Bu kadar yanlış ekonomi ve uluslar arası politikalara rağmen, ekonomik büyüme devam ediyor. Her ne kadar ülkenin uzun vadeli büyüme trendi yüzde 5 civarında ise de, kötü yönetimin bu rakamı tutturması mucize gibi görünüyor.
Avrupa Birliği ülkelerinin 2008 yılında aldığı ekonomik darbe, bugün dahi giderilmiş değil. Avrupa'da negatif faize rağmen yatırımlar artmıyor. Ekonomik büyüme yüzde bir civarında seyrediyor. İşsizlik rakamları 8 yıldan beri aşağı düşemiyor. Aksine yükseliyor. Güney ülkelerdin de işsizlik rakamı yüzde 20 lerin üzerinde seyrediyor.
Daha da kötüsü, Avrupa Birliği ülkelerinde karlar sürekli azalıyor. Bazı şirketler amortismanları zor karşılayacak seviyede kar edebiliyor. Avrupa'daki kar arayışındaki şirketler, ülkeyi terk etmek istiyor. Bunların başında Fransa geliyor.
Fransa'da Yahudiler hedef alındı. Tarihin her döneminde ekonomik ve siyasi zorluk ortaya çıktığı zaman, Yahudiler hedef oluyordu. Bu istisna değişmedi. Paris'teki küçük Yahudi dükkanları teker, teker kapanıyor. Fransa, Yahudisini kaybediyor.

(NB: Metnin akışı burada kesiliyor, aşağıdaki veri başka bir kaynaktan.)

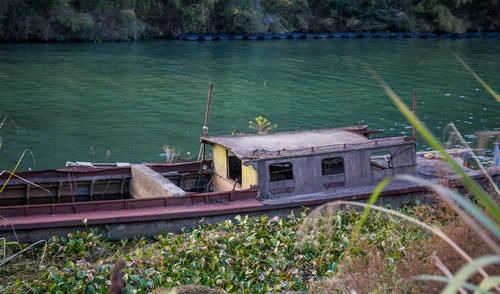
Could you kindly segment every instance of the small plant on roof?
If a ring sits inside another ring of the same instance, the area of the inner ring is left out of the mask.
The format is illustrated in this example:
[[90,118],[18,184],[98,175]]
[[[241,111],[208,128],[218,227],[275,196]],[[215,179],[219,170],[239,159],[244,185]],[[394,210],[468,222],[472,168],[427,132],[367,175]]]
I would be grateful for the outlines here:
[[257,134],[269,134],[270,131],[276,129],[278,125],[271,123],[262,115],[257,116],[248,122],[248,128],[257,131]]

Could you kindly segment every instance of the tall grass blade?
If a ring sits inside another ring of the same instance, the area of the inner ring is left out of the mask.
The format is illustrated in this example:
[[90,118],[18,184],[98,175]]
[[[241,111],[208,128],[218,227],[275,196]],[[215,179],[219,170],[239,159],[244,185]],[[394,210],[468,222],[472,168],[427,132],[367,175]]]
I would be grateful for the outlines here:
[[361,215],[360,221],[356,227],[356,232],[355,234],[357,235],[363,225],[366,222],[366,219],[368,218],[368,215],[370,214],[370,207],[372,207],[375,202],[377,202],[377,199],[380,197],[380,194],[382,193],[382,190],[384,190],[385,186],[389,184],[390,179],[384,179],[380,183],[378,183],[377,187],[375,187],[375,190],[373,190],[372,195],[370,195],[370,198],[368,199],[368,206],[366,206],[363,210],[363,214]]
[[[467,143],[467,141],[465,141],[464,137],[462,136],[462,134],[460,134],[460,132],[458,131],[457,127],[455,126],[454,123],[449,123],[447,125],[447,127],[450,127],[453,132],[455,133],[455,135],[458,137],[458,139],[460,140],[460,142],[462,144],[464,144],[465,148],[467,149],[470,149],[472,150],[472,148],[469,146],[469,143]],[[488,179],[488,181],[490,182],[491,186],[493,187],[493,189],[495,190],[495,192],[497,193],[497,195],[500,196],[500,190],[498,189],[498,186],[495,184],[495,181],[493,181],[493,179],[491,178],[491,176],[488,174],[488,172],[486,171],[486,169],[484,168],[484,166],[481,164],[481,162],[479,162],[479,159],[477,158],[476,154],[474,152],[471,152],[472,153],[472,158],[474,159],[474,161],[476,162],[477,166],[479,167],[479,169],[483,172],[483,174],[486,176],[486,178]]]
[[7,117],[4,117],[3,120],[2,120],[2,122],[0,123],[0,128],[3,127],[3,124],[5,123],[6,120],[7,120]]
[[[419,275],[416,277],[416,280],[421,280],[421,281],[434,281],[434,282],[442,282],[445,284],[448,284],[451,282],[452,279],[444,276],[431,276],[431,275]],[[480,294],[494,294],[493,292],[490,292],[488,290],[483,290],[479,288],[478,286],[464,282],[462,285],[462,288],[475,291],[474,293],[480,293]]]
[[453,294],[467,281],[467,279],[477,270],[491,264],[500,263],[499,255],[487,255],[476,258],[474,261],[462,267],[455,277],[448,283],[448,286],[443,290],[443,294]]
[[8,173],[9,174],[9,178],[7,179],[7,181],[3,184],[2,188],[0,189],[0,193],[2,193],[2,191],[5,189],[5,186],[7,186],[8,182],[9,182],[9,179],[11,177],[15,177],[15,178],[18,178],[20,179],[21,181],[25,182],[25,183],[28,183],[34,187],[37,187],[38,189],[42,189],[44,190],[45,192],[49,193],[49,195],[52,197],[52,201],[55,201],[54,199],[54,195],[52,195],[52,192],[50,192],[49,190],[45,189],[44,187],[32,182],[32,181],[29,181],[21,176],[18,176],[17,174],[15,174],[14,172],[10,171],[10,170],[3,170],[0,172],[0,176],[3,175],[4,173]]
[[2,122],[0,123],[0,129],[3,127],[3,125],[7,119],[9,119],[12,122],[12,124],[14,124],[14,127],[16,128],[16,132],[19,134],[21,132],[19,130],[19,127],[17,126],[16,122],[12,118],[10,118],[9,116],[6,116],[3,118]]
[[[460,246],[458,246],[453,240],[451,240],[450,237],[448,237],[442,230],[440,230],[436,226],[428,225],[422,221],[419,221],[418,219],[415,219],[411,216],[407,216],[405,214],[402,214],[402,213],[395,211],[395,210],[392,210],[392,209],[387,209],[387,208],[383,208],[380,206],[373,206],[373,205],[368,205],[365,203],[359,203],[359,202],[354,202],[354,201],[339,200],[339,201],[335,201],[332,203],[328,203],[324,206],[330,206],[330,205],[333,205],[335,207],[339,207],[342,205],[359,206],[359,207],[363,207],[363,208],[369,207],[370,209],[374,209],[374,210],[382,211],[382,212],[387,213],[387,214],[398,216],[401,219],[404,219],[406,221],[414,223],[414,224],[416,224],[416,225],[418,225],[426,230],[429,230],[430,232],[432,232],[433,234],[435,234],[436,236],[441,238],[443,241],[448,243],[448,245],[450,245],[451,248],[453,248],[453,250],[455,250],[467,262],[473,261],[473,259],[462,248],[460,248]],[[483,269],[479,269],[479,273],[485,278],[488,277],[488,274]]]
[[473,70],[472,68],[470,68],[467,63],[465,63],[465,61],[460,58],[460,56],[458,56],[458,54],[456,54],[455,52],[451,51],[451,53],[453,54],[453,56],[455,56],[455,58],[465,67],[465,69],[467,69],[471,75],[486,89],[486,91],[488,91],[491,96],[493,96],[493,98],[495,98],[495,100],[497,102],[500,102],[500,95],[498,95],[490,86],[488,86],[488,84],[486,84],[483,79],[481,79]]
[[[10,228],[12,229],[12,233],[14,234],[16,241],[19,241],[19,238],[17,237],[17,234],[16,234],[16,228],[14,228],[14,225],[8,219],[6,219],[5,217],[3,217],[1,215],[0,215],[0,219],[3,219],[7,224],[10,225]],[[19,242],[18,242],[18,244],[19,244]]]
[[[14,167],[14,169],[12,170],[12,172],[10,172],[9,174],[9,177],[7,178],[7,181],[5,181],[5,183],[3,184],[2,188],[0,188],[0,193],[3,192],[3,190],[5,189],[5,186],[7,186],[7,184],[9,183],[10,179],[12,178],[12,176],[14,175],[14,173],[16,172],[17,168],[19,167],[19,164],[21,164],[21,161],[23,161],[23,158],[24,158],[24,155],[26,154],[26,152],[29,152],[31,153],[31,157],[33,158],[33,162],[35,161],[35,156],[33,155],[33,152],[31,152],[31,150],[29,149],[25,149],[23,151],[23,154],[21,155],[21,157],[19,158],[19,160],[17,161],[16,163],[16,166]],[[3,172],[2,172],[3,173]]]
[[397,178],[402,180],[407,180],[410,182],[414,182],[420,184],[422,186],[431,188],[436,193],[441,195],[442,197],[447,197],[457,202],[462,209],[467,211],[470,215],[476,218],[483,226],[488,228],[491,232],[495,234],[496,237],[500,237],[500,225],[491,220],[486,214],[484,214],[481,210],[479,210],[472,202],[463,197],[462,195],[436,183],[429,182],[427,180],[420,179],[411,175],[400,175]]
[[462,167],[448,154],[439,141],[432,135],[432,133],[420,122],[420,120],[413,114],[413,112],[403,103],[394,91],[384,82],[378,73],[371,67],[367,66],[371,75],[382,85],[386,94],[391,98],[394,104],[399,108],[401,113],[406,119],[417,129],[418,133],[427,141],[427,143],[437,150],[444,161],[457,173],[462,179],[464,186],[477,197],[479,203],[484,206],[486,211],[490,213],[496,221],[500,221],[500,208],[489,197],[484,189],[475,183],[470,177],[467,176]]
[[[441,270],[441,272],[443,272],[449,279],[453,278],[453,274],[441,261],[441,259],[437,256],[436,251],[432,253],[432,259],[434,260],[434,264],[437,266],[438,269]],[[458,289],[458,291],[461,294],[467,294],[467,292],[463,288]]]
[[21,244],[19,242],[14,242],[14,241],[7,241],[7,239],[5,237],[2,237],[0,238],[0,240],[2,240],[3,242],[3,255],[2,256],[6,256],[6,252],[7,252],[7,246],[9,245],[18,245],[19,247],[21,247]]
[[[25,252],[25,251],[27,251],[27,250],[31,249],[32,247],[35,247],[36,245],[38,245],[38,244],[40,244],[40,243],[45,243],[45,244],[47,244],[47,241],[45,241],[45,240],[40,240],[40,241],[37,241],[37,242],[35,242],[35,243],[33,243],[33,244],[29,245],[28,247],[24,248],[23,250],[21,250],[21,251],[19,251],[19,252],[16,252],[15,254],[12,254],[12,255],[10,255],[10,256],[8,256],[8,257],[5,257],[4,259],[0,260],[0,266],[2,266],[2,265],[4,265],[4,264],[6,264],[6,263],[7,263],[7,262],[9,262],[10,260],[12,260],[14,257],[16,257],[16,256],[18,256],[19,254],[21,254],[21,253],[23,253],[23,252]],[[42,258],[43,258],[43,256],[42,256]]]
[[[485,278],[481,284],[479,284],[479,289],[482,291],[487,291],[493,289],[500,285],[500,276],[492,276],[489,278]],[[480,291],[475,291],[474,294],[481,293]]]
[[420,226],[420,227],[422,227],[422,228],[424,228],[424,229],[432,232],[433,234],[435,234],[439,238],[443,239],[446,243],[448,243],[465,260],[467,260],[468,262],[472,261],[472,258],[467,253],[465,253],[465,251],[463,251],[455,242],[453,242],[453,240],[451,240],[442,230],[440,230],[439,228],[437,228],[435,226],[428,225],[428,224],[426,224],[426,223],[424,223],[422,221],[419,221],[416,218],[413,218],[411,216],[405,215],[405,214],[403,214],[401,212],[398,212],[398,211],[395,211],[395,210],[392,210],[392,209],[388,209],[388,208],[384,208],[384,207],[380,207],[380,206],[376,206],[376,205],[369,205],[369,204],[360,203],[360,202],[354,202],[354,201],[338,200],[338,201],[326,204],[326,206],[330,206],[330,205],[333,205],[335,207],[340,207],[342,205],[359,206],[359,207],[363,207],[363,208],[369,208],[369,209],[374,209],[374,210],[382,211],[384,213],[391,214],[391,215],[394,215],[394,216],[398,216],[398,217],[400,217],[400,218],[402,218],[402,219],[404,219],[406,221],[414,223],[414,224],[416,224],[416,225],[418,225],[418,226]]

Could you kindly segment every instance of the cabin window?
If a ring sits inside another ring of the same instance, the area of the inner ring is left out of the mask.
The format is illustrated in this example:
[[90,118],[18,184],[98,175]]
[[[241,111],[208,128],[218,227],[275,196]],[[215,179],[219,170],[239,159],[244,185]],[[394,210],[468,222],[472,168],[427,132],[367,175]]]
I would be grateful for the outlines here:
[[382,170],[392,168],[392,155],[389,151],[373,152],[370,155],[370,165],[372,170]]
[[232,152],[227,153],[228,178],[241,184],[241,160]]
[[271,182],[293,180],[293,166],[290,162],[273,163],[269,165]]
[[325,158],[321,160],[321,174],[340,175],[344,173],[344,159],[342,157]]

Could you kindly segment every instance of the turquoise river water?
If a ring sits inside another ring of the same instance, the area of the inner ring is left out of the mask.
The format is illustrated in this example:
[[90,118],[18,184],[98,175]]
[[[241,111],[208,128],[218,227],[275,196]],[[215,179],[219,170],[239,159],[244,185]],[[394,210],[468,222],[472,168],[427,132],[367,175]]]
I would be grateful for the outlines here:
[[20,169],[158,162],[164,145],[196,157],[210,81],[211,135],[249,132],[262,114],[283,130],[362,123],[410,136],[366,65],[409,105],[416,91],[418,116],[437,137],[453,122],[491,150],[496,138],[481,134],[500,131],[500,104],[452,52],[500,91],[492,39],[0,44],[0,170],[24,150]]

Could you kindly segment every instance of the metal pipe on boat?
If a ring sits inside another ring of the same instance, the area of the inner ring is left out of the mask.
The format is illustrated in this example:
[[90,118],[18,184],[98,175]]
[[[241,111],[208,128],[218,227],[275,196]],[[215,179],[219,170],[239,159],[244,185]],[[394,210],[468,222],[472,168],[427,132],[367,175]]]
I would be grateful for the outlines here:
[[[208,87],[208,97],[207,97],[207,108],[205,109],[205,121],[203,122],[203,132],[202,137],[206,137],[208,134],[208,115],[210,114],[210,102],[212,100],[212,89],[213,83],[210,82]],[[198,154],[198,160],[205,160],[205,144],[202,142],[200,146],[200,153]]]
[[[206,137],[208,134],[208,115],[210,114],[210,102],[212,102],[212,89],[214,84],[210,82],[208,86],[208,97],[207,97],[207,107],[205,109],[205,121],[203,122],[203,133],[202,137]],[[205,161],[205,143],[200,142],[200,152],[198,153],[198,161],[200,162],[200,168],[198,169],[198,179],[196,180],[196,188],[200,186],[201,169],[203,168],[203,161]]]

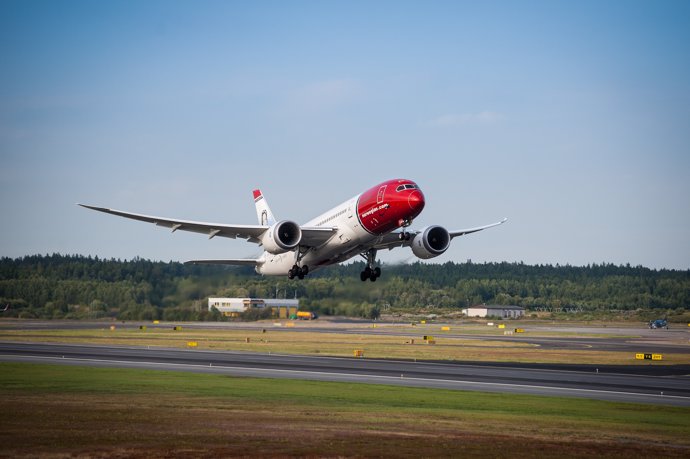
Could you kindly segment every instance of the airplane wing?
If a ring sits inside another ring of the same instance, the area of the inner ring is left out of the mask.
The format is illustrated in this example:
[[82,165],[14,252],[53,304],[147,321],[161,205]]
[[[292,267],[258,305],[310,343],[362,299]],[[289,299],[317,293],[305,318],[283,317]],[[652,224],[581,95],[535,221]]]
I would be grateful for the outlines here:
[[[121,210],[108,209],[105,207],[89,206],[78,204],[87,209],[105,212],[106,214],[117,215],[119,217],[131,218],[142,222],[153,223],[156,226],[163,226],[172,229],[173,233],[177,230],[191,231],[194,233],[206,234],[209,239],[220,236],[232,239],[241,238],[256,244],[261,243],[261,235],[269,229],[265,225],[228,225],[225,223],[207,223],[189,220],[175,220],[165,217],[155,217],[153,215],[142,215]],[[330,239],[336,231],[333,227],[302,227],[303,247],[317,247]]]
[[[451,240],[454,237],[458,236],[464,236],[466,234],[471,234],[471,233],[476,233],[477,231],[485,230],[487,228],[492,228],[494,226],[502,225],[503,223],[507,222],[508,219],[504,218],[500,222],[496,223],[491,223],[490,225],[484,225],[484,226],[477,226],[476,228],[467,228],[467,229],[462,229],[462,230],[454,230],[454,231],[448,231],[448,234],[450,235]],[[392,233],[384,234],[381,236],[376,244],[374,245],[373,248],[375,249],[388,249],[388,250],[393,250],[396,247],[410,247],[412,245],[412,241],[414,240],[415,236],[421,233],[421,231],[409,231],[410,233],[410,239],[401,241],[400,240],[400,231],[395,231]]]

İlginçtir, Yahudi bir ülkeyi terk ediyor ise orada ekonomik sıkıntılar baş gösteriyor. Zira, Yahudi para kazanamadığı yeri anında terk ediyor. Para kazanılan yerlere göç ediyor. Fransa'dan göç eden Yahudilerin önemli bir bölümü Amerika'ya gidiyor. Bir kısmı pes etmiş ve İsrail'e göçüyor.
Avrupa Birliğindeki sermayenin en önmli sıkıntısı, yüksek ücretler. Ücretler yükseldikçe, işletmelerin maliyetleri de yükseliyor. Çin ile rekabet edemiyor. Sendikaların gücü, ücret elastikiyetini önlüyor. Ücreti düşüremeyen AB ülkelerindeki işletmeler, kar etmek amacıyla ülkeyi terk ediyor.
Bu terk edişin yöneldiği iki ülke var. Çin ve Türkiye. Türkiye akıllı davranır ise sermaye'nin dünyadaki merkezi olabilir ve Almanyayı kısa sürede geçebilir. Bunun için yapılacak fazla bir şey yok. Bir an önce Olağan Üstü Hal İdaresinden vaz geçmemiz ve Hukuk Devleti ilkelerini uygulamamız yeterli.
Türkiye dünyanın ekonomik güç merkezine dönüşecek potansiyeli taşıyor.